So, it is beneficial to use the covariate information when monitoring the ILI
incidence rates.
### Use the function sptemnt_ewsl()
In many applications, anomalies in spatio-temporal processes start in some small
regions that are spatially clustered. To take into account this spatial feature,
the EWSL chart was developed for spatio-temporal process monitoring, which is
effective in cases when anomalies occur in spatially clustered regions.
Next, we demonstrate the application of the EWSL chart (cf., Qiu and Yang 2023)
by using the function sptemnt_ewsl(). To this end, let us use the code as follows:
```{r, eval=FALSE}
ili.ewsl <- sptemnt_ewsl(y,st,type,ht=0.05,hs=6.5,gt=0.25,gs=1.5)
```
The plot of the EWSL chart and its zoom-in part during the period from 09/15/2014
to 10/31/2014 can be generated by the code given below.

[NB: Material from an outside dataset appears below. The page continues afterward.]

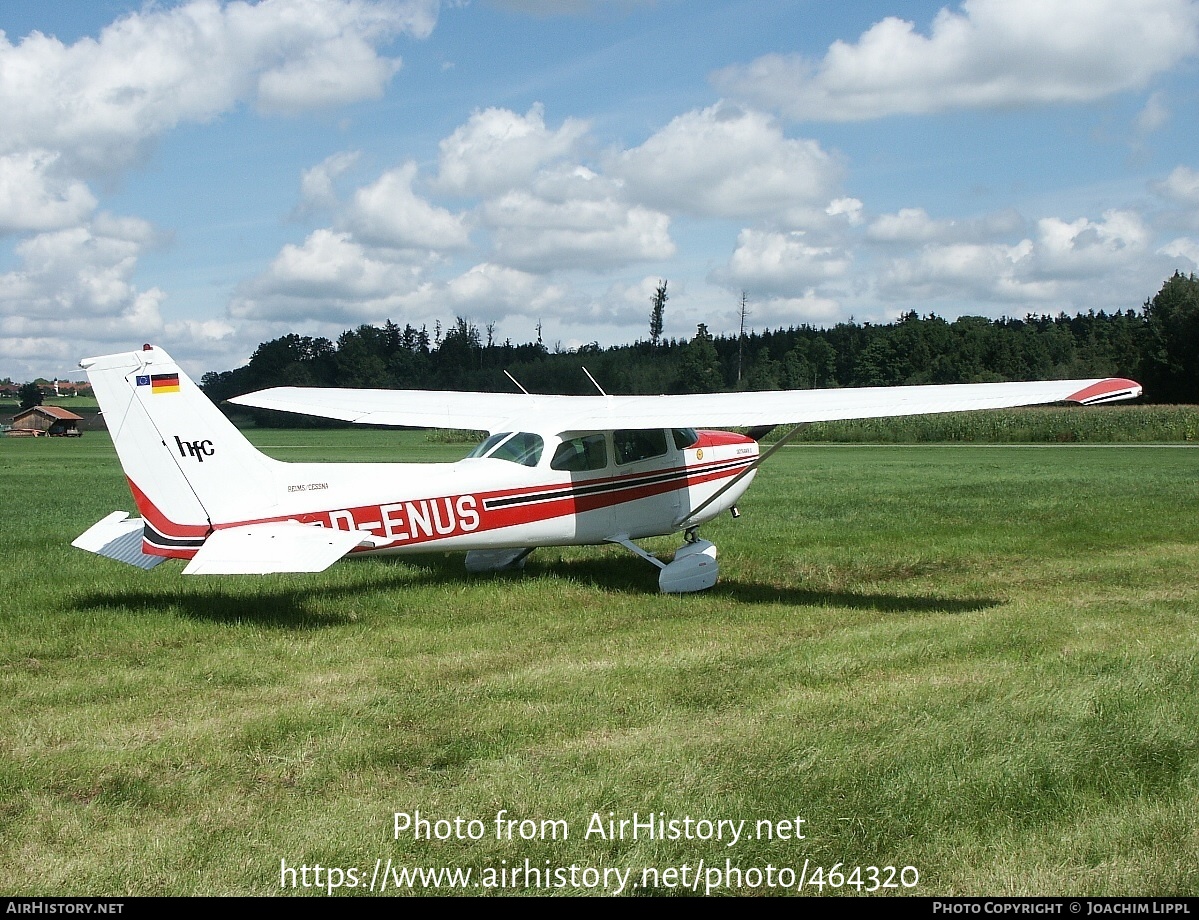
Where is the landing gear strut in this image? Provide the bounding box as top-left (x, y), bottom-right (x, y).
top-left (611, 537), bottom-right (721, 594)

```{r, fig.height = 3, fig.width = 7, fig.align = "center", eval=FALSE}
cstat <- ili.ewsl$cstat; cl <- ili.ewsl$cl
par(mfrow=c(1,2),mgp=c(2.1,1,0))
# plot the EWSL chart
par(mar=c(3.5,3.5,1.5,0.5))
plot(1:n,cstat,type="l",xlab="Time",xaxt="n",ylab="Charting statistic",
main='EWSL',cex=0.6,lwd=1.5,cex.lab=0.7,
cex.axis=0.7,cex.main=0.8)
abline(h=cl,lty=2,lwd=1.5)
axis(1,cex.axis=0.8,at=c(1,59,121,182,243,304,365),
labe= c('Jan','Mar','May','July','Sep','Nov','Jan'))
# plot its zoom-in part
par(mar=c(3.5,3,1.5,1))
plot(259:305,cstat[259:305],type="b",xlab="Time",xaxt="n",ylab=" ",
main='First signal time: 10/6/2014',cex=0.6,lwd=1.5,cex.lab=0.7,
cex.axis=0.7,cex.main=0.8)
abline(h=cl,lty=2,lwd=1.5)
axis(1,cex.axis=0.7,at=c(259,274,289,304),
label=c('Sep 15','Sep 30','Oct 15','Oct 31'))
```
![](ILIMntEWSL.png){width="90%"}
It can be seen from the figure that the EWSL chart gives its first signal on 10/6/2014,
which is 10 days earlier than that of the CUSUM chart.
## References
* Qiu, P. and Yang, K. (2021). Effective Disease Surveillance by Using
Covariate Information. *Statistics in Medicine*, **40**, 5725-5745.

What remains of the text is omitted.